Screen Shot 2021-08-25 at 1 56 22 PM

For comparison here is the pre minimized

Screen Shot 2021-08-25 at 1 57 41 PM

Nevertheless, this motivates some questions about how we should implement morphCT. At current, the function that calculates TI doesn't have functionality for using Koopman's. https://github.com/cmelab/morphct/blob/395ac89ca8882846fb66f08524cf488a3f22413d/morphct/transfer_integrals.py#L27

Should we implement this? In Jones2017 (http://dx.doi.org/10.1080/08927022.2017.1296958) it says this is basically to assume that delta_e is 0. This makes the TI the average of the homo and homo_1 of the imagined dimer created from the two chromophores. Is that all there is to implementing it?
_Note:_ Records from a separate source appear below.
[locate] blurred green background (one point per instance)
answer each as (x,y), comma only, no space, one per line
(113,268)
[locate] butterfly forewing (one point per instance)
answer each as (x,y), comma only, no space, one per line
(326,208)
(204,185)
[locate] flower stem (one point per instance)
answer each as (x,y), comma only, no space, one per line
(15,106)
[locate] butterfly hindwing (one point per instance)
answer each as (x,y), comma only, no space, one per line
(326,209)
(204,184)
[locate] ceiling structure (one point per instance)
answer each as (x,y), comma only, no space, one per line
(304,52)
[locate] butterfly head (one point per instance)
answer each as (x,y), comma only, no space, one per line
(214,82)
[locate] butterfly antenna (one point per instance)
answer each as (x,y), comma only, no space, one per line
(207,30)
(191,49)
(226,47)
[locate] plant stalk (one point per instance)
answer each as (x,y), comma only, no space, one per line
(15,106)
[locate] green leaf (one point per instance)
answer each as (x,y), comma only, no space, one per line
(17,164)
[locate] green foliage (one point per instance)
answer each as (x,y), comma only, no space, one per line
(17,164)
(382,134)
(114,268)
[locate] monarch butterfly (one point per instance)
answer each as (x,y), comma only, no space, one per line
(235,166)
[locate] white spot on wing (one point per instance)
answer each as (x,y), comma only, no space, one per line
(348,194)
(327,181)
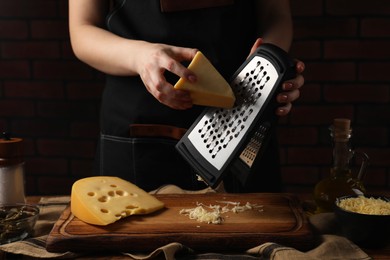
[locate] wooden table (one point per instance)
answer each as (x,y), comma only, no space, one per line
(376,254)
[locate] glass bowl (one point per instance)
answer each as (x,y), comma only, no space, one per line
(17,222)
(365,230)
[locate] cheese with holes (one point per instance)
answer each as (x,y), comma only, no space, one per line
(102,200)
(210,89)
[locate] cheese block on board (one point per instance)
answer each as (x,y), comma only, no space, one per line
(210,89)
(102,200)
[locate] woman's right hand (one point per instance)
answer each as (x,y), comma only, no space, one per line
(153,60)
(114,55)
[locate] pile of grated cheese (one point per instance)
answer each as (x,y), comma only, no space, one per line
(212,214)
(364,205)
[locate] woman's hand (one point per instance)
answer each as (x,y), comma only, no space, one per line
(291,90)
(153,60)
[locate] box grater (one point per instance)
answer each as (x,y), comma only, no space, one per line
(220,137)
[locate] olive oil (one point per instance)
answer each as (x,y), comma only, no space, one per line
(340,181)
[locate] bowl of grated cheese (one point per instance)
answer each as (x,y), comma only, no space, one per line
(365,220)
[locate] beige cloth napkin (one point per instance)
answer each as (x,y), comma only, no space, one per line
(333,246)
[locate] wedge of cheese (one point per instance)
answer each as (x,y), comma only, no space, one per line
(211,89)
(102,200)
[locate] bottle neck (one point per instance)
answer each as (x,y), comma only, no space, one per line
(342,153)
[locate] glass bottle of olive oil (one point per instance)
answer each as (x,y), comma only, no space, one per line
(340,182)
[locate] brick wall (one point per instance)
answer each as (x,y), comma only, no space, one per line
(51,100)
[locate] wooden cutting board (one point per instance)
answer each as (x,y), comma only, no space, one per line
(281,220)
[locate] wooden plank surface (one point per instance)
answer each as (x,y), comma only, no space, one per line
(281,220)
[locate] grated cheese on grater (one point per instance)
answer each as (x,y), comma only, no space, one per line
(364,205)
(212,214)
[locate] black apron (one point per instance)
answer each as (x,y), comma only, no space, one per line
(224,31)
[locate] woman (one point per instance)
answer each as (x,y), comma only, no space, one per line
(144,46)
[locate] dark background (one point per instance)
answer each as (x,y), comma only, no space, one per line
(51,100)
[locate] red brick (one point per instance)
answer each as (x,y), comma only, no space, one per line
(375,178)
(72,148)
(298,135)
(31,49)
(375,27)
(49,29)
(306,8)
(306,50)
(38,127)
(34,89)
(356,49)
(12,108)
(330,71)
(52,166)
(13,29)
(374,71)
(378,156)
(357,93)
(320,27)
(85,129)
(85,90)
(62,70)
(82,168)
(309,93)
(373,114)
(309,156)
(66,109)
(48,185)
(371,136)
(300,175)
(317,115)
(28,8)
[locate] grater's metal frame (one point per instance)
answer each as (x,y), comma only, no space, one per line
(253,140)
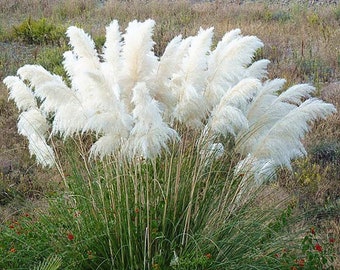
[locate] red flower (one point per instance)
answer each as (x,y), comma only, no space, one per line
(318,247)
(300,262)
(70,236)
(312,230)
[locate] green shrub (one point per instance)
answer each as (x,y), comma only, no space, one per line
(51,58)
(39,32)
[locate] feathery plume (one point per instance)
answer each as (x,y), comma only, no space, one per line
(150,134)
(20,93)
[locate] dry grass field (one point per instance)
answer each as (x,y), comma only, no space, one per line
(302,41)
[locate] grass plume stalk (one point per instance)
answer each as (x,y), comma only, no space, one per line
(166,155)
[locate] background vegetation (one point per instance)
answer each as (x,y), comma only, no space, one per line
(301,41)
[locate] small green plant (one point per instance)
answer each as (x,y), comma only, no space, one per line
(314,253)
(51,58)
(39,32)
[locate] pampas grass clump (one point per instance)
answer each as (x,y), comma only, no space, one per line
(179,145)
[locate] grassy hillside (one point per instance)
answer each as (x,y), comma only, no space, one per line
(301,41)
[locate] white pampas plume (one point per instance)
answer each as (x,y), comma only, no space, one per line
(295,93)
(228,117)
(42,151)
(159,85)
(32,124)
(194,65)
(257,69)
(228,120)
(226,64)
(282,142)
(241,95)
(20,93)
(106,145)
(111,65)
(265,96)
(189,83)
(260,170)
(70,63)
(69,119)
(150,134)
(138,58)
(112,45)
(50,89)
(83,45)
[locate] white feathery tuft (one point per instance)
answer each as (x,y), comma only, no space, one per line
(282,142)
(50,89)
(189,82)
(20,93)
(257,69)
(32,122)
(43,153)
(226,64)
(112,46)
(295,94)
(137,55)
(228,120)
(150,134)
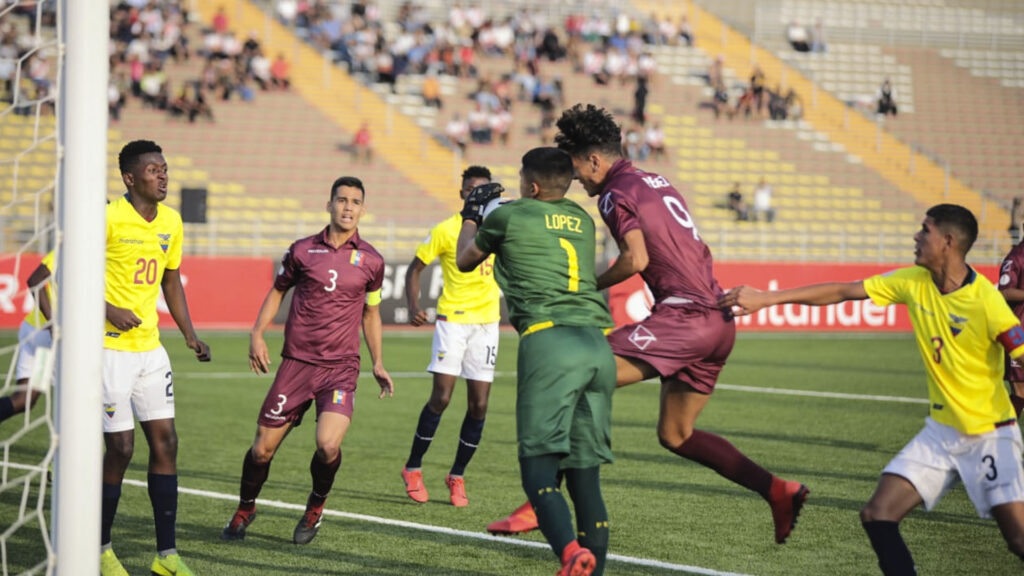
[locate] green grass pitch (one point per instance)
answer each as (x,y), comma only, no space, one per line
(662,507)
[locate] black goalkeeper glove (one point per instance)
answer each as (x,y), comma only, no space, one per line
(477,200)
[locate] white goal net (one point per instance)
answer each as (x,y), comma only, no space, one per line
(50,440)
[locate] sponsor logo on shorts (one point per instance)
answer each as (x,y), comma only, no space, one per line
(642,337)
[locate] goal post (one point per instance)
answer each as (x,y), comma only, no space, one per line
(82,113)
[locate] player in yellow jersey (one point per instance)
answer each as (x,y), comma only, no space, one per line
(465,344)
(143,254)
(34,336)
(960,320)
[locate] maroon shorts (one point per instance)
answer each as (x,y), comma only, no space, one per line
(682,343)
(1014,371)
(298,384)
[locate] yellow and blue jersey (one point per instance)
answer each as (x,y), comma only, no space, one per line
(958,336)
(137,253)
(468,297)
(36,318)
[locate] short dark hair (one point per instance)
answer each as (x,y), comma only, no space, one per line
(957,219)
(549,167)
(128,159)
(585,129)
(475,172)
(350,181)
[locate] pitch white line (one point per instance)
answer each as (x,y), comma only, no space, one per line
(443,530)
(734,387)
This could at least warrant inserting a warning message that states that while running the KMC their are TIs that are popping up as zero not because there is no overlap but because the difference in HOMO levels between the individual chromophores is too large which triggers the following

 if delta_e ** 2 > orbital_splitting ** 2:
        # Avoid an imaginary TI by returning zero.
        # (Could use KOOPMAN'S APPROXIMATION here if desired)
        return 0

Which could be indicative of something unphysical going on within the morphology, as was the case here.

jennyfothergill commented 2 years ago

I'm closing this issue as I think it is resolved.